I guess if you’re going to hate people for being weak you’re going to hate most of the world because we’re all weak in some fashion or another, at one time or another.

I prayed for his soul.

I never met my paternal half brother. He and his mother, if she’s still alive, probably don’t know I exist. I suppose if they read this book they’ll know but we’re all too far down the road for it to make much difference.

Mother should have been hit upside the head for her thirty years of lying to me, but her fear that I would ditch her overwhelmed her usual good judgment on the larger emotional issues.

The funny thing is, you’d think I would be the one to fear being ditched. I called Mother and told her what I’d learned.

“He was thirty. Juliann was eighteen. He should have known better.”

“Did anyone talk to her?”

“You try talking to someone in love. Nothing you can do but let them learn the hard way.”

“Guess they both did.”

“He got off scot-free.”

“Who knows, Mom? Maybe he suffered inside. People cover up pretty good.”

I heard a suspicious puff. “Yeah.”

“Mother, are you smoking again?”

“No” came the not very convincing reply.

“I smoke Montecristos when I can get my hands on them. I can’t say anything.”

“Oh boy, Cuban cigars. Your father loved those cigars.”

“Romeo and Juliet, and when he couldn’t buy a good cigar he contented himself with White Owl.”

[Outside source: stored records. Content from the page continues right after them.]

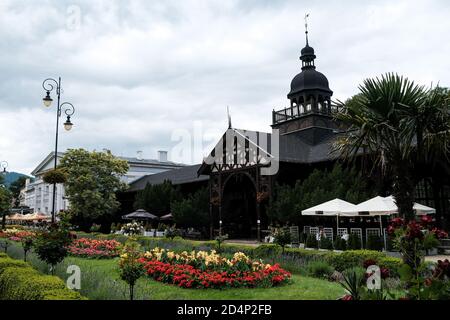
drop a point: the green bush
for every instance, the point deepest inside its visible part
(6, 262)
(320, 269)
(311, 241)
(19, 281)
(375, 243)
(393, 264)
(353, 258)
(325, 243)
(267, 251)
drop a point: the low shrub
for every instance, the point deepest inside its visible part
(325, 243)
(320, 269)
(19, 281)
(354, 242)
(311, 241)
(267, 251)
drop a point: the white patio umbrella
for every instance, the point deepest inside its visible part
(377, 206)
(333, 207)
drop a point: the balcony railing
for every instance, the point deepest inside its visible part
(299, 111)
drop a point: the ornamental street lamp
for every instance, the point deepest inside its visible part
(3, 166)
(49, 85)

“I didn’t like those.” She paused. “You have anything else to tell me?”

“No. Done is done.”

“Yeah, that’s how I look at it.” Another puff. “You got a girlfriend yet?”

“Nope.”

“You aren’t very successful as a gay person, are you?”

“Mother, I haven’t had time.”

“Before it used to be ‘I haven’t the money.’ ”

“Right. I don’t think I can live off love. I’m not getting involved unless I have resources.”

“Got some now.”

“Yeah, but I need the time to establish my career.”

“Did I do something wrong?”

This was a shock. Mother never did anything wrong and if she did she never admitted it.

“I can’t afford to talk on the phone that long.”

“Ha. Ha,” she drily replied.

“I’m not ready.”

“Think all this stuff about Gordon and Juliann set you back? You sure shy away from settling down.”

“No. Anyway, how could it? I didn’t know about Gordon.”

“I don’t want to die and have you alone in the world.”

“You’re too mean to die. I’ve always been alone.”

“You need someone to take care of you.”

“Mother, for God’s sake, that’s the last thing I need. And with my luck, I’ll wind up taking care of someone else. I can’t do that. I have to write.”

“I got those release forms you sent me.”

Harper and Row, my publishers in hardback for Six of One, insisted that Mother and Aunt Mimi sign release forms before they published the book because they feared lawsuits.

I told my editor, Harvey Ginsburg, “Where I come from we don’t use lawyers, we use guns.”

He laughed but insisted the papers must be signed.

“Sign them and send them to Harper and Row,” I told Mother.

“You’d better come down here and we can talk about it.”